EviCare: Enhancing Diagnosis Prediction with Deep Model-Guided Evidence for In-Context Reasoning

arXiv cs.CL / 4/14/2026

💬 OpinionSignals & Early TrendsIdeas & Deep AnalysisModels & Research

Key Points

  • The paper introduces EviCare, a framework for diagnosis prediction from EHRs that uses deep model guidance to improve LLM in-context reasoning and reduce overfitting to historically observed diagnoses.
  • Instead of directly prompting LLMs with raw EHRs, EviCare performs deep model candidate selection, evidential prioritization for set-based records, and relational evidence construction to better handle novel diagnosis prediction.
  • The framework composes these guidance signals into an adaptive in-context prompt intended to yield both higher accuracy and improved interpretability.
  • Experiments on MIMIC-III and MIMIC-IV show EviCare delivers significant gains, outperforming LLM-only and deep model-only baselines by an average of 20.65% across precision and accuracy.
  • Improvements are strongest on novel diagnosis prediction, with average gains of 30.97%, indicating the approach is especially effective for clinically important but previously underrepresented conditions.

Abstract

Recent advances in large language models (LLMs) have enabled promising progress in diagnosis prediction from electronic health records (EHRs). However, existing LLM-based approaches tend to overfit to historically observed diagnoses, often overlooking novel yet clinically important conditions that are critical for early intervention. To address this, we propose EviCare, an in-context reasoning framework that integrates deep model guidance into LLM-based diagnosis prediction. Rather than prompting LLMs directly with raw EHR inputs, EviCare performs (1) deep model inference for candidate selection, (2) evidential prioritization for set-based EHRs, and (3) relational evidence construction for novel diagnosis prediction.
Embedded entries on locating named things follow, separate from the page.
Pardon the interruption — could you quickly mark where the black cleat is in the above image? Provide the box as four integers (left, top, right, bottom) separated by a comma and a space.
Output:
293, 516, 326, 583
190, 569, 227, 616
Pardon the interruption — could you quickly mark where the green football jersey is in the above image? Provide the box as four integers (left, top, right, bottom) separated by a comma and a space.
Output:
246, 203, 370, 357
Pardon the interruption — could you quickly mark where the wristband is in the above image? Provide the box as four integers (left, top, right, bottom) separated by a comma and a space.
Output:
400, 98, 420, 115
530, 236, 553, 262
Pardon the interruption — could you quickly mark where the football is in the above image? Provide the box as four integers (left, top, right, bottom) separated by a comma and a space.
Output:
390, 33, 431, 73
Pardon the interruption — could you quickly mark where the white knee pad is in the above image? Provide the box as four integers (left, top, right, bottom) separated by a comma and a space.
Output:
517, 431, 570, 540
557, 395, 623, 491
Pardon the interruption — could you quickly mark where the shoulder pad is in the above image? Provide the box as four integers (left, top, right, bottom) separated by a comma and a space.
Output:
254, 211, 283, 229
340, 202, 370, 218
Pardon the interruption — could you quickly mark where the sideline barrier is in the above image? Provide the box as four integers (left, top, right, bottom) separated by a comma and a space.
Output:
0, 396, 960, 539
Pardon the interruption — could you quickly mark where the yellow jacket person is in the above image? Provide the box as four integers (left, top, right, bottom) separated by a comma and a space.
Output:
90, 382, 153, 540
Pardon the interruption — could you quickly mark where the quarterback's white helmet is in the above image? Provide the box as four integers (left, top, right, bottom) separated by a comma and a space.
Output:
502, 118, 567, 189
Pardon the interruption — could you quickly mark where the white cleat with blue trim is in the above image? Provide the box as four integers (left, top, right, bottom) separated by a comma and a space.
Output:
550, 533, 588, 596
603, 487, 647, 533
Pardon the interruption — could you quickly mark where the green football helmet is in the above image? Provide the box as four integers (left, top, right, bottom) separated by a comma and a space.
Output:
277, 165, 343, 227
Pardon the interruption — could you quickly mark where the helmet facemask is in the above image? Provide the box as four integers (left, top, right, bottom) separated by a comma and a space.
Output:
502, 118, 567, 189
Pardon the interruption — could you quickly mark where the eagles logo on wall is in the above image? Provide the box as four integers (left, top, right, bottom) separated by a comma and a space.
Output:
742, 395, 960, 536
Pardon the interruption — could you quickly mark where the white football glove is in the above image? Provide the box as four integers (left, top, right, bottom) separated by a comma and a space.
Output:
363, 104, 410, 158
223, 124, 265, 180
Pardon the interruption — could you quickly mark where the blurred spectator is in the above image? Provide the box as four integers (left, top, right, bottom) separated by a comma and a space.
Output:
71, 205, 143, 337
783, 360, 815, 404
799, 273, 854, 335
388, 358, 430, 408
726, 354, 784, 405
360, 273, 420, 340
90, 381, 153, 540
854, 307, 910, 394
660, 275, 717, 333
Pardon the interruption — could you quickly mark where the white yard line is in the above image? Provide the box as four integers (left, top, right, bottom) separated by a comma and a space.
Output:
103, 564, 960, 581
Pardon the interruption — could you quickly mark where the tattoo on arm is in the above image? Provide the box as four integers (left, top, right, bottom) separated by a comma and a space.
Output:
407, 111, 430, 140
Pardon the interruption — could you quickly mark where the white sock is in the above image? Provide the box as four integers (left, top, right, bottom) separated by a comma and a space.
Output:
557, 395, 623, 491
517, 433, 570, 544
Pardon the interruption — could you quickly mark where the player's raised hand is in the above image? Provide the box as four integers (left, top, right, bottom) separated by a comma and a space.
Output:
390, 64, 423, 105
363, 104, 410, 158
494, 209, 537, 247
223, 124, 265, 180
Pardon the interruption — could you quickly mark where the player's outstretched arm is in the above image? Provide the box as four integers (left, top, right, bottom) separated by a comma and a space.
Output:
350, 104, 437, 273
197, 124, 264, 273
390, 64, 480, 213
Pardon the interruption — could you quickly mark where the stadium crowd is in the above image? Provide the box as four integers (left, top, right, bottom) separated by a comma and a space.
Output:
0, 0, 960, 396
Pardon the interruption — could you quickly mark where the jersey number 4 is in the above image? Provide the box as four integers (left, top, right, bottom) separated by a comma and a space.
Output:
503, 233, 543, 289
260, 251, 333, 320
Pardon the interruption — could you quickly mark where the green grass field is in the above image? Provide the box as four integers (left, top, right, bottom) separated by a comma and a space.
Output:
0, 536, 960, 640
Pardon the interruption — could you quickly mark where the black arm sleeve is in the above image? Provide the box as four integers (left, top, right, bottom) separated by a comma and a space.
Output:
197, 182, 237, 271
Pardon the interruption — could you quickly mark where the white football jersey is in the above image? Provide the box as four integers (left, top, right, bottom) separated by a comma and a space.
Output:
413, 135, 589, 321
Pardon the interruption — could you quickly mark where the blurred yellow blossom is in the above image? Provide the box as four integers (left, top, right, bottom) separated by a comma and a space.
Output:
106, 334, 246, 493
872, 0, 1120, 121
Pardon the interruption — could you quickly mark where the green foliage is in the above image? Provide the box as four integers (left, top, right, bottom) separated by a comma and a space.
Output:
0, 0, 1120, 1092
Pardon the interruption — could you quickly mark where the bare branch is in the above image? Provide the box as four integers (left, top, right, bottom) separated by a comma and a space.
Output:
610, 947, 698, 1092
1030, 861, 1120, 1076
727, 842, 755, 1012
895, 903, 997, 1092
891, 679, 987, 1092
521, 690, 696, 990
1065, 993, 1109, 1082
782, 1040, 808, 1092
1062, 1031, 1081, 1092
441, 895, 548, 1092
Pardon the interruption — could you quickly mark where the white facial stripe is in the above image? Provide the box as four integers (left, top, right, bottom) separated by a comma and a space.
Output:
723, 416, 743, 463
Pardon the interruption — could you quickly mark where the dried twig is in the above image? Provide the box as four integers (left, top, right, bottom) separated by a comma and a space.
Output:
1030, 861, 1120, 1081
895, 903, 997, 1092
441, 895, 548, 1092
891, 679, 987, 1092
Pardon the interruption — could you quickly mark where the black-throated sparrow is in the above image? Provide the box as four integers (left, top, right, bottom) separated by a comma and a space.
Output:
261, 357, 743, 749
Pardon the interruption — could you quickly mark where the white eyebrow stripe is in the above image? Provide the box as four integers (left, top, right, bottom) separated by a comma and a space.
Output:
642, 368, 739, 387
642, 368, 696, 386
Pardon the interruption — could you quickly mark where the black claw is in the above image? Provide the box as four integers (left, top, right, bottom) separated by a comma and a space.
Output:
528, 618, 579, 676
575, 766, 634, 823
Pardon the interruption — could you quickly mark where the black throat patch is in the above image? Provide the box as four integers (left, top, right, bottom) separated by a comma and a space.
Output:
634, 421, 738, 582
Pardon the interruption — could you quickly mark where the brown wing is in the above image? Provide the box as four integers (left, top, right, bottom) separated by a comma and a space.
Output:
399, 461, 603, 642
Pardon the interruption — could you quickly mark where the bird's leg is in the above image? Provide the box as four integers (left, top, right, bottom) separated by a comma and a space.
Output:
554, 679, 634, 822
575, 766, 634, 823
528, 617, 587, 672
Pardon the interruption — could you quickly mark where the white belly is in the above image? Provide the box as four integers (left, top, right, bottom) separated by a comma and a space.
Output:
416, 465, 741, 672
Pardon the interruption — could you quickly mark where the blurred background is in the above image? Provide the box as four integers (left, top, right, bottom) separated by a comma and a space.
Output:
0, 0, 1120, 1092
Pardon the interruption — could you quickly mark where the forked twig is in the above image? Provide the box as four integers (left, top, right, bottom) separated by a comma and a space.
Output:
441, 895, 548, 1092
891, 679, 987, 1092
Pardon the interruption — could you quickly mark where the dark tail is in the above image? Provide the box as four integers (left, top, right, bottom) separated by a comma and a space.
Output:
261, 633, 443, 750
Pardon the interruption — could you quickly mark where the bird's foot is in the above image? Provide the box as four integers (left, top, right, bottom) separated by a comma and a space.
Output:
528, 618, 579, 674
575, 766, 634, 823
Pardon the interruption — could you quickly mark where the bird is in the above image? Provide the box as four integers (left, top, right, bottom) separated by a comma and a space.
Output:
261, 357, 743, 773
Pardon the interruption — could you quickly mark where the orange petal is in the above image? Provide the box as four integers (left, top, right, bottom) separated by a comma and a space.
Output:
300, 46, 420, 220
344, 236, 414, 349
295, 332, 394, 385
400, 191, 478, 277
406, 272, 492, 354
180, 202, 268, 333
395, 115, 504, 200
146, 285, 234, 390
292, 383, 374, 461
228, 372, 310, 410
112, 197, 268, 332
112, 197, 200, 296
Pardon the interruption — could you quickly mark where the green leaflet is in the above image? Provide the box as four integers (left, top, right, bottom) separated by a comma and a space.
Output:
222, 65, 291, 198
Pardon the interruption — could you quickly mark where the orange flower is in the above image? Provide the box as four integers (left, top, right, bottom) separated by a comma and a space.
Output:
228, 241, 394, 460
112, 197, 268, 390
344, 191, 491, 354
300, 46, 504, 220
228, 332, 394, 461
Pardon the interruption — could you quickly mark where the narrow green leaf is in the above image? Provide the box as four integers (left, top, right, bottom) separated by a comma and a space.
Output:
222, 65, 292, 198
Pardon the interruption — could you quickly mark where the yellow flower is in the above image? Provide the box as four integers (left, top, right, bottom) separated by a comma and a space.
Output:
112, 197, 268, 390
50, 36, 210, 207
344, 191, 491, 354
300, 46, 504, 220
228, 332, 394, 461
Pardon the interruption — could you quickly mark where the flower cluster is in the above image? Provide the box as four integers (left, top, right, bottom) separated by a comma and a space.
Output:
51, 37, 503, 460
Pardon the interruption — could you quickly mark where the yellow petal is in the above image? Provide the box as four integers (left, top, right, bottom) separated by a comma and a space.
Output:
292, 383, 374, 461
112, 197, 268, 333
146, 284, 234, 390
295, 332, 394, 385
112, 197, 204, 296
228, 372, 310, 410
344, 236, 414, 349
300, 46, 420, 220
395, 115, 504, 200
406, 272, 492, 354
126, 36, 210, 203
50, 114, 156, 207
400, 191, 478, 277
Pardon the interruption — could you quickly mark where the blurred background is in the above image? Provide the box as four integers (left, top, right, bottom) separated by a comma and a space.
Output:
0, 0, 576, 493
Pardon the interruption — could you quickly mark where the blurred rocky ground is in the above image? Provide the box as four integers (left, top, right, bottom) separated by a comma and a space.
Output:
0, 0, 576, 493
These signals are then composed into an adaptive in-context prompt to guide LLM reasoning in an accurate and interpretable manner. Extensive experiments on two real-world EHR benchmarks (MIMIC-III and MIMIC-IV) demonstrate that EviCare achieves significant performance gains, which consistently outperforms both LLM-only and deep model-only baselines by an average of 20.65\% across precision and accuracy metrics. The improvements are particularly notable in challenging novel diagnosis prediction, yielding average improvements of 30.97\%.